Segundo o texto assinado pelo presidente Luiz Inácio Lula da Silva, nos processos seletivos do Prouni os candidatos que têm perfil para políticas afirmativas serão, em primeiro lugar, avaliados para as bolsas destinadas à ampla concorrência. Caso não obtenham nota suficiente para ingressar por essa via, passarão a concorrer às vagas reservadas às ações afirmativas.

O Ministério da Educação (MEC) informou que a medida visa reparar uma alteração introduzida em 2022, que restringiu a participação dos cotistas a apenas uma das modalidades. Em comunicado, a pasta afirmou que a nova regra corrige uma distorção que impedia candidatos cotistas com desempenho igual ou superior ao de concorrentes da ampla concorrência de disputar as vagas gerais.

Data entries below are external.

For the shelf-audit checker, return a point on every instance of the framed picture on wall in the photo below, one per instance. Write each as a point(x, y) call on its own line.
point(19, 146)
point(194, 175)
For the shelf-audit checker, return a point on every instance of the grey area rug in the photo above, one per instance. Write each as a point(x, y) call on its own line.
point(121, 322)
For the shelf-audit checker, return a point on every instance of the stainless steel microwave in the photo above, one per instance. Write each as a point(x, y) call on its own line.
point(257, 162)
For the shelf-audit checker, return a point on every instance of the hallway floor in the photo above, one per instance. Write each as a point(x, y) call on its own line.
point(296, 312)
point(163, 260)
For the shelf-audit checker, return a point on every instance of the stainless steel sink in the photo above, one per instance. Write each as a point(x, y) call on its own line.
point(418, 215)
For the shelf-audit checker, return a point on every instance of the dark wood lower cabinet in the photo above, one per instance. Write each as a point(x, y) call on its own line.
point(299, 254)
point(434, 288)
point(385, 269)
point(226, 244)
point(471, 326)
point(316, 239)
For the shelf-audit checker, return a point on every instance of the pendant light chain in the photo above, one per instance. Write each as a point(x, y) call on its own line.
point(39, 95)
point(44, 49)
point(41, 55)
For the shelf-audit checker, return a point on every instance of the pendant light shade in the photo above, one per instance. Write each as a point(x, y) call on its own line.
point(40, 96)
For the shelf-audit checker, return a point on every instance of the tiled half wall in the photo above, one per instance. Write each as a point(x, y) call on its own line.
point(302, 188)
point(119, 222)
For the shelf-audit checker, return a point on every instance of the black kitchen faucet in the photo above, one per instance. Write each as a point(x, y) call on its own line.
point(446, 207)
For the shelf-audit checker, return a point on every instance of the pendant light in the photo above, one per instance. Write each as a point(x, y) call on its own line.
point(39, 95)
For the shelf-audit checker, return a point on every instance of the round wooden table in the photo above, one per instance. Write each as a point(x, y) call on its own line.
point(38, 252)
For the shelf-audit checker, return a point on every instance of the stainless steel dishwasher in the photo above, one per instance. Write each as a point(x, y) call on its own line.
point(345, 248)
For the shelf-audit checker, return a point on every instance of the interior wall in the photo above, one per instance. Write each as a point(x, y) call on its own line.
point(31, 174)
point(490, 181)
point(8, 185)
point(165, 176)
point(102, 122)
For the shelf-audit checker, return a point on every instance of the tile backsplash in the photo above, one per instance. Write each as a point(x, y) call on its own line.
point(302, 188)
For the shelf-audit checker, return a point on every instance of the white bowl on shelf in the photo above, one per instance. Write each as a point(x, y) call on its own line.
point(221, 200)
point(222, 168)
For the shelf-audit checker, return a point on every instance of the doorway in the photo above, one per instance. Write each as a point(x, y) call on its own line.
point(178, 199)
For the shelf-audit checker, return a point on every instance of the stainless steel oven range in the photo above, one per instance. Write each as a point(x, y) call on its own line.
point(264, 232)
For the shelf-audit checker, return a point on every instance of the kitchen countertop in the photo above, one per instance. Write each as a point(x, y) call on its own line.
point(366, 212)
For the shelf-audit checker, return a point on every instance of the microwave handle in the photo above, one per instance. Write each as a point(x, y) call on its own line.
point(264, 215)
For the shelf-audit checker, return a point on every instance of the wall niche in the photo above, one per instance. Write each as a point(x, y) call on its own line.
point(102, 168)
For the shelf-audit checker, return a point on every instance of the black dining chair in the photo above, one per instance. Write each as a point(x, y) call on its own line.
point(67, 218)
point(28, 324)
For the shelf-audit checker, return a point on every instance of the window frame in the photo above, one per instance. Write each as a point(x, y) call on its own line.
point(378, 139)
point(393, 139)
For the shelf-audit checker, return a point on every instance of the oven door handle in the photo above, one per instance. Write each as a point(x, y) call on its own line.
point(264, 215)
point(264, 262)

As políticas afirmativas abrangem pessoas com deficiência e candidatos que se autodeclaram indígenas, pardos ou pretos. No momento da inscrição no processo seletivo do Prouni, o estudante deverá declarar se possui o perfil para concorrer nas ações afirmativas e se deseja também concorrer nessa modalidade.

O decreto foi assinado por Lula em 31 de março, durante evento em São Paulo que marcou os 21 anos do Prouni, os 14 anos da aplicação da Lei de Cotas Raciais na rede federal de ensino e os dez anos da formatura da primeira turma de cotistas.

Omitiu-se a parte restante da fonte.